Die Parteien des Rechtsstreits haben im Jahre 1977 eine Reihe von „Leasing-Verträgen“ geschlossen, aus denen die Klägerin nach der von ihr ausgesprochenen Kündigung im vorliegenden Rechtsstreit Erfüllungs- und Schadensersatzansprüche geltend macht.
Die von der Klägerin vorformulierten, gedruckten Vertragsformulare sehen unter anderem folgende Klausel vor (vgl. BI. 151 der Gerichtsakten):
§ 12 Allgemeines:
(5) Erfüllungsort und Gerichtsstand für alle Verpflichtungen aus diesem Vertrag ist der Sitz des Vermieters.
Die Klägerin hat Klage gegen die in Luxembourg ansässige Beklagte beim Landgericht Trier erhoben.
Die Beklagte macht die Unzuständigkeit des Gerichts geltend und hält die Gerichtsstandsvereinbarung gemäß Art. I Abs. 2 des Protokolls vom 27. September 1968 für unwirksam, da sie von ihr nicht ausdrücklich und besonders angenommen worden sei („expressément et spécialement acceptée“).

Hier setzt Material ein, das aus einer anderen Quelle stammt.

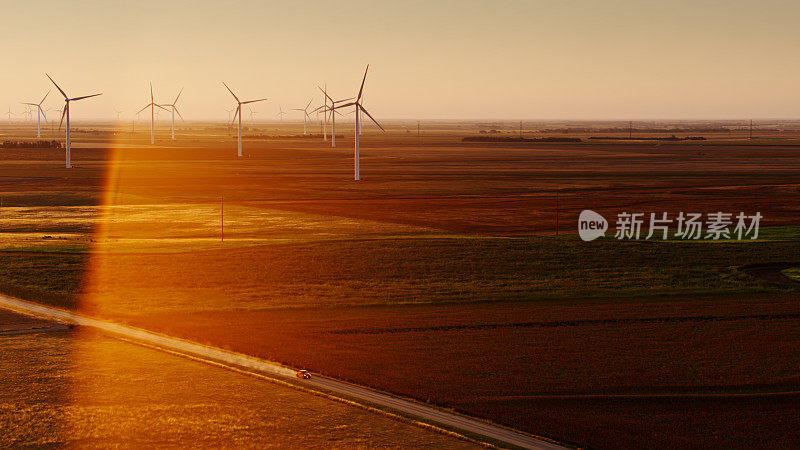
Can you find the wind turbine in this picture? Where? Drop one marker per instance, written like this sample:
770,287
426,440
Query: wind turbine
175,110
333,113
39,113
359,108
305,114
65,112
239,104
152,105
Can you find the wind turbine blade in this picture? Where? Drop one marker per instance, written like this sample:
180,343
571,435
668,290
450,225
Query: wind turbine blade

Sie meint, die Gerichtsstandsvereinbarung sei für sie nur wirksam, wenn sie in einer gesonderten, vom zugrunde liegenden Vertrag getrennten Urkunde niedergelegt sei; jedenfalls genüge nicht die Aufnahme in einem Formularvertrag.
Die Klägerin hält die Gerichtsstandvereinbarung auch für die in Luxembourg ansässige Beklagte bindend, da sie im Vertragstext enthalten sei.

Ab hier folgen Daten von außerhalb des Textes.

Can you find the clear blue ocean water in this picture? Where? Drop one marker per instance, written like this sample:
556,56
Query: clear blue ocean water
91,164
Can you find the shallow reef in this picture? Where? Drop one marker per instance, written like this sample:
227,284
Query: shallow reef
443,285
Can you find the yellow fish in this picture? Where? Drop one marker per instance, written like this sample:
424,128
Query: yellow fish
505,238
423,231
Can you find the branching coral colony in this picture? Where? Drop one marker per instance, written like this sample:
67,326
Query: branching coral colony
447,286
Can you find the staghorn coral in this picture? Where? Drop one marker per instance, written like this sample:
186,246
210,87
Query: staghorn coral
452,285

Das Landgericht Trier hat die Klage mangels Zuständigkeit abgewiesen und ausgeführt, eine Gerichtsstandsvereinbarung binde eine in Luxembourg ansässige Person nur, wenn sie in einer äußerlich, von weiteren vertraglichen Vereinbarungen getrennten Urkunde enthalten sei.

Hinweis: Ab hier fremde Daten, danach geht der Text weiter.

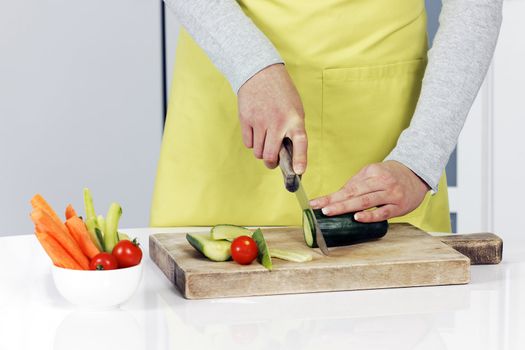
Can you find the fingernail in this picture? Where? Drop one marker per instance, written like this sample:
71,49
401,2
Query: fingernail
299,169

Eine Klärung dieser Streitfrage ist – soweit für den Senat ersichtlich – durch den Gerichtshof der Europäischen Gemeinschaften bisher nicht erfolgt. Auch die dem Senat erreichbare Literatur bietet keinen Aufschluß. Sicherlich genügt es nicht, wenn in einer, auch von der in Luxembourg ansässigen Partei unterzeichneten Vertragsurkunde auf die allgemeinen Geschäftsbedingungen des anderen Vertragspartners Bezug genommen wird, die eine Gerichtsstandsklausel enthalten. Der Senat hat Zweifel, ob ein Formularvertrag, der auf die allgemeinen Geschäftsbedingungen des anderen Vertragspartners nicht nur verweist, sondern sie auch enthält, anders zu behandeln sei. Wegen der besonderen Wirtschaftsbeziehungen Luxembourgs, auf die das Protokoll vom 27. September 1968 Rücksicht nehmen will, muß vermieden werden, daß der in Luxembourg ansässigen Partei eine Gerichtsstandsvereinbarung unterschoben werden kann.
Der Senat neigt deshalb dazu, die dem Gerichtshof der Europäischen Gemeinschaften vorgelegte Frage zu verneinen. Zumindest sollte das im vorliegenden Falle deshalb gelten, weil die Gerichtsstandsvereinbarung in dem Formularvertrag nicht besonders hervorgehoben ist.